Il y a quelques années, à l’occasion d’une année sabbatique, j’ai fait un séjour d’un mois chez des trappistes. En voici un extrait. Pour tout lire depuis le début allez sur la page d’accueil à « Articles parus » et choisissez « Journal ».
(6 janvier suite) Le matin, avant de partir, le frère L. m’a dit: « dans les premiers siècles, les gens quittaient Rome afin d’aller au désert, ce qui constituait tout un jugement contre Rome! ». Bien sûr, la vie monastique inspire un radicalisme qui a de quoi nous faire rougir, nous les dominicains. Ne disait-on pas jadis que le silence était le père des Prêcheurs. Il serait obscène de reprendre la formule aujourd’hui, alors que le silence se sentirait bien à l’étroit dans nos couvents entre les bruits des radios et de télévisions qui hantent nos étages. Il me faudra revenir sur cette question de l’Ordre des Prêcheurs.
Toujours est-il que je suis arrivé ici par une journée d’hiver morne et froide. A première vue le monastère semble vide. Aucun moine en vue. C’est le silence qui règne partout. Le trappiste qui me fait visiter, et que je connais bien, semble porter une lassitude indéfinissable lorsque nous parlons un peu de ses tâches et de ses projets. Comme cela doit être terrible lorsque l’on est allé au bout de soi et que l’on ressort déçu de l’expérience. Qu’existe-t-il après l’absolu de l’engagement? Cette question m’habitait un peu en l’écoutant parler.
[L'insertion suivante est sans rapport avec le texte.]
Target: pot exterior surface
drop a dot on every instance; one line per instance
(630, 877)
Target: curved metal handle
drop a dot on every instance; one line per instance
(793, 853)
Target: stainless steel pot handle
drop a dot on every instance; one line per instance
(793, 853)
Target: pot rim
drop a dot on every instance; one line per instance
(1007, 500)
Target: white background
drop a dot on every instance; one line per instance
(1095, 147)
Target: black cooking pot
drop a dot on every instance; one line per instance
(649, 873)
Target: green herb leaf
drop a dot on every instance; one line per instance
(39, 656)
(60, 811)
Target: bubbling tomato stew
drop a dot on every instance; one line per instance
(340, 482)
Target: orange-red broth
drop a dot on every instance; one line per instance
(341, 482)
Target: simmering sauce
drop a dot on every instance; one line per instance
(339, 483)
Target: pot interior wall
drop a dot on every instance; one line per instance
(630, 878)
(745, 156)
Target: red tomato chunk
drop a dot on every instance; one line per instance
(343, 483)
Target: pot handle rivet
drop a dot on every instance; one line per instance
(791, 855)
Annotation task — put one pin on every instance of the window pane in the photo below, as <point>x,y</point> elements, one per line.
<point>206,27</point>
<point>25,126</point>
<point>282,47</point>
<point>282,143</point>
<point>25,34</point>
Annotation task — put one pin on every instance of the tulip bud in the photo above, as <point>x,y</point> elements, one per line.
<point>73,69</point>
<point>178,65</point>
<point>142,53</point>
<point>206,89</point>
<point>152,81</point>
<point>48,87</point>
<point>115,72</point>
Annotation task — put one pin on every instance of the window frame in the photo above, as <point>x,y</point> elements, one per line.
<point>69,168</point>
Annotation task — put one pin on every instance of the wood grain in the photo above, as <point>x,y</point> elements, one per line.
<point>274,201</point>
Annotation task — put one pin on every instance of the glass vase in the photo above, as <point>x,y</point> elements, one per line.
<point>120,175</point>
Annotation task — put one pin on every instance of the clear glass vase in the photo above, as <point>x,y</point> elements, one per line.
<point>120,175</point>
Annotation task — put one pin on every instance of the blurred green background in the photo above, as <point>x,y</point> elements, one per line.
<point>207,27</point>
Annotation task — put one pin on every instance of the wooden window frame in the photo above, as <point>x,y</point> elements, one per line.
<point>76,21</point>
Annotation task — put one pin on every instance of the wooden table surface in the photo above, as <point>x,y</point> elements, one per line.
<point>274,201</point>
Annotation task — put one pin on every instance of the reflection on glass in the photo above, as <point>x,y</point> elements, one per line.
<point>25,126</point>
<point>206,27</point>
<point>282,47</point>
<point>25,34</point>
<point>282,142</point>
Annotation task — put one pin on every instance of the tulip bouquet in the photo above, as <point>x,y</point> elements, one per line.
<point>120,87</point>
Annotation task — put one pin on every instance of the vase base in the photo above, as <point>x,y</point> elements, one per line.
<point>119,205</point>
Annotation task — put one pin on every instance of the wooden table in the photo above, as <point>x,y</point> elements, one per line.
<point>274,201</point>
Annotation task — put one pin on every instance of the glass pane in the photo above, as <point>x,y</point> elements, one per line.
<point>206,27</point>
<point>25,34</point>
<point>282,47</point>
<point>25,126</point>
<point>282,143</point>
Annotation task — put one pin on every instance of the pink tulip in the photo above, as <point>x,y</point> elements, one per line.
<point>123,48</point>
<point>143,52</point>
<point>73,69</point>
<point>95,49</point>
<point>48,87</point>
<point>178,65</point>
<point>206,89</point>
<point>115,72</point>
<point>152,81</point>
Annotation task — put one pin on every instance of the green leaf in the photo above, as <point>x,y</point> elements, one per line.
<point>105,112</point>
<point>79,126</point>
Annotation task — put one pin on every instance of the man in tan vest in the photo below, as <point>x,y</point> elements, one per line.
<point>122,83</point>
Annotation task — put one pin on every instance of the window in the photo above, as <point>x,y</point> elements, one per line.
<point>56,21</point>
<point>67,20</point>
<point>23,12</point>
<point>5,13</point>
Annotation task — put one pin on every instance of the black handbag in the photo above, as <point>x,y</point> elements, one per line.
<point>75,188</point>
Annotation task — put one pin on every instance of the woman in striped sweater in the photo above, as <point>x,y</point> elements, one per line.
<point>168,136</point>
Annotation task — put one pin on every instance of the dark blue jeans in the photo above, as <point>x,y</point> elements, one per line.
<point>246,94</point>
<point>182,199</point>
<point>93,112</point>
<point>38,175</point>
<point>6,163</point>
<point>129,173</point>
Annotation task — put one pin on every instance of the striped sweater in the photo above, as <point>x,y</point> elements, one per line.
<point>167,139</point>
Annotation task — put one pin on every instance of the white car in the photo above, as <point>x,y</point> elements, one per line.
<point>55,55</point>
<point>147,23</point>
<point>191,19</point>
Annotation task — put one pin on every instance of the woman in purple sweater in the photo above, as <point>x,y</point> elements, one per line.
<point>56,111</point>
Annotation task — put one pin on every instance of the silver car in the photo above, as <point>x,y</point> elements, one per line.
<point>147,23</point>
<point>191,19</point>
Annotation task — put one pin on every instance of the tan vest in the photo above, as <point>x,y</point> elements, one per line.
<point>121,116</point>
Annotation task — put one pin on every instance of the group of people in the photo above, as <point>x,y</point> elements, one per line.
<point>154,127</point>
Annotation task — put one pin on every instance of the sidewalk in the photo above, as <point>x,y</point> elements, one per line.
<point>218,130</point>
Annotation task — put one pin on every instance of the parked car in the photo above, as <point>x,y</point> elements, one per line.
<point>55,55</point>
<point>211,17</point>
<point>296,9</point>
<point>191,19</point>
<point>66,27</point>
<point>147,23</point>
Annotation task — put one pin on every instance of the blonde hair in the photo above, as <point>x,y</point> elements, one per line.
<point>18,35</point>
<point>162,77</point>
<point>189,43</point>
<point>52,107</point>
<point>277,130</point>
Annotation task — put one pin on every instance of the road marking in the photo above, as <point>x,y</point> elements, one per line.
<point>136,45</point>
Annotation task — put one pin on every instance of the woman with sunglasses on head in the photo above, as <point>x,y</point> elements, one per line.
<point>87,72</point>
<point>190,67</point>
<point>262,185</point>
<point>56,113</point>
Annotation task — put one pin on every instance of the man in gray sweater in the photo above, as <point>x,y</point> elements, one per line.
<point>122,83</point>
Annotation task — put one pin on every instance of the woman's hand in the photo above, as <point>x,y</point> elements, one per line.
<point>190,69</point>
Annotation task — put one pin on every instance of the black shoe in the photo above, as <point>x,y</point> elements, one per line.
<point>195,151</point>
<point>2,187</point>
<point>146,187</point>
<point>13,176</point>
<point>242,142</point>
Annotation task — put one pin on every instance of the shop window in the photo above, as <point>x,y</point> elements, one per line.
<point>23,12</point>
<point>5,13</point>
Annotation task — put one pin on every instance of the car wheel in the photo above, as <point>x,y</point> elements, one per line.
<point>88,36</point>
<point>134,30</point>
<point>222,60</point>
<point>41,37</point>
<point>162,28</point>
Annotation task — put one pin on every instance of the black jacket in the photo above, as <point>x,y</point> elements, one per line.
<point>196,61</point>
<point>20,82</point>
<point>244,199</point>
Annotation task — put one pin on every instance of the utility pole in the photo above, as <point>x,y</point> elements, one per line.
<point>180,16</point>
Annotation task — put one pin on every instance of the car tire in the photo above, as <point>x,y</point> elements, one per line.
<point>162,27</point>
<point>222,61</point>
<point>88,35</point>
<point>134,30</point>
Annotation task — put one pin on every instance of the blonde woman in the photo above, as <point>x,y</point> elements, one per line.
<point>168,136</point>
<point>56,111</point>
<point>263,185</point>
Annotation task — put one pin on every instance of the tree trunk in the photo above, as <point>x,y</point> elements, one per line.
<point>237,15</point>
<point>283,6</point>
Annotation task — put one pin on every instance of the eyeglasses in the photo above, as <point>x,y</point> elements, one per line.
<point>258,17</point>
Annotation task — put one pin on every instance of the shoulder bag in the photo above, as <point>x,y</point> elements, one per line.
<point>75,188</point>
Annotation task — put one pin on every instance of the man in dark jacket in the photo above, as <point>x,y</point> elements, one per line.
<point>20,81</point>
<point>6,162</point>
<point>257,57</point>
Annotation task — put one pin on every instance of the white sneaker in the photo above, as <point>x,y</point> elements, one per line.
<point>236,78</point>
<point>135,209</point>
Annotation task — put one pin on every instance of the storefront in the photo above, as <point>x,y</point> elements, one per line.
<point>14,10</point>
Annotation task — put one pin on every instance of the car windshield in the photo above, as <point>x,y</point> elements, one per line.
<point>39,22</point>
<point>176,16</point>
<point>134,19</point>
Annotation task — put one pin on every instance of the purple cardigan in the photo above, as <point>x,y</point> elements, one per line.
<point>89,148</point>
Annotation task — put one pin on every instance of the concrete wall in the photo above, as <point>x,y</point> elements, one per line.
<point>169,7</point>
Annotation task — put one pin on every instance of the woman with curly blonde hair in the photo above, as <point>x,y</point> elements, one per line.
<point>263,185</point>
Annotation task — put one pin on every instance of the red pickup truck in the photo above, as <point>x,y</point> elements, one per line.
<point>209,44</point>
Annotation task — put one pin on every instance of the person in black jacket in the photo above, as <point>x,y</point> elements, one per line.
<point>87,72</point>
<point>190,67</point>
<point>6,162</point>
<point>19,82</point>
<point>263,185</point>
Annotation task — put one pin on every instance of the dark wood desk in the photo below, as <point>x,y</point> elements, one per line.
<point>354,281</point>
Le monastère est sobre, propre et accueillant, malgré ce premier sentiment de vide à cause du silence omniprésent. Ma chambre semble grande, mais cela est dû à l’absence de mobilier. Un lit étroit (un mètre au plus), une table de nuit, une petite table de travail et une chaise droite. Il y a aussi un garde-robe, avec quelques tablettes et quelques tiroirs, mais ni bibliothèque, ni lavabo. La toilette personnelle se fait en commun trois étages plus bas! La fenêtre de ma chambre donne sur la cour intérieure dont les murs sont faits de grosses pierres grises. C’est un peu fermé comme horizon et mon regard ne trouvera pas là beaucoup de points de fuite.
Au centre de cette cour, un immense sapin, qui se révèlera tout illuminé de lumières de Noël à la tombée de la nuit. Quelle belle surprise! Il est difficile d’imaginer la fête dans un monastère, comme si la joie débordante et le silence n’allaient pas ensemble. Triste constat, s’il est juste. Mais il est trop tôt pour juger. Je ne suis ici que depuis 6 heures!